Richard alternaba con Jean-Claude. ¿Estaría bajo su control? No era probable, pero… Más valía prevenir. Si me equivocaba, ya pediría perdón; si no, me llevaría un chasco, pero me alegraría de haberme callado.
—Digamos que hoy han ganado ellos.
—Has salido con vida —observó Edward. No le faltaba razón.
—¿Es que podían haberte matado? —preguntó Richard, alarmado.
—Ha sido un día duro. —¿Qué otra cosa podía decir?
—¿Cómo de duro? —Nos miraba de hito en hito.
—Bueno, tengo unos cuantos raspones —dije levantando las manos vendadas—, pero no es para tanto.
Edward se llevó la taza a la boca para ocultar la sonrisa.
—Dime la verdad insistió Richard.
—No tengo por qué darte explicaciones —me defendí.
Richard bajó la vista y después me miró con una expresión que me hizo un nudo en la garganta.
—Es cierto.
—Se podría decir que he estado haciendo espeleología sin ti. —De repente me dio por explicárselo de todas formas.
—¿Cómo?
—He acabado en una cueva y he tenido que bucear por un canal lleno de agua para huir de los malos.
—¿Cómo de lleno?
—Hasta arriba.
—Podías haberte ahogado. —Me rozó la mano con los dedos.
Aparté la mano para beber un trago de café, pero noté las reminiscencias de su contacto.
—Pero estoy aquí.
—No es eso.
—Claro que es eso. Y si aún pretendes salir conmigo, ya puedes ir acostumbrándote a mi trabajo.
—Tienes razón, tienes razón. —Bajó la voz—. Es sólo que me ha pillado por sorpresa. Has estado a las puertas de la muerte y aquí estás, tomándote un café como si fuera lo más normal del mundo.

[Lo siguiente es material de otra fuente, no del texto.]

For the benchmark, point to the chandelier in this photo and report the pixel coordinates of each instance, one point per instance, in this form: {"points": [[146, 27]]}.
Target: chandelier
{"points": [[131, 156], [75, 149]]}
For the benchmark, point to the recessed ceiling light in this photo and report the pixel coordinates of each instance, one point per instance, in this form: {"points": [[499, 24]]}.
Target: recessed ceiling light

—Lo es para mí. Si no puedes con ello, tal vez sea mejor que ni lo intentemos. —Vi de reojo la cara de Edward y me volví hacia él—. ¿A qué viene esa risita?
—A la mano que tienes con los hombres.
—Si vas a ponérmelo más difícil, lárgate.
—Venga, os dejo solos, tortolitos. —Colocó la taza en la encimera.
—¡Edward!
—Ya me voy.
Lo acompañé a la puerta.
—Gracias de nuevo por haber aparecido, por mucho que estuvieras siguiéndome —le dije mientras abría.
—Si me necesitas, puedes localizarme aquí. —Sacó una tarjeta de visita blanca con un número de teléfono en negro. Nada más: ni nombre ni logotipo, aunque ¿qué habría podido poner? ¿Un puñal ensangrentado? ¿Una pistola humeante?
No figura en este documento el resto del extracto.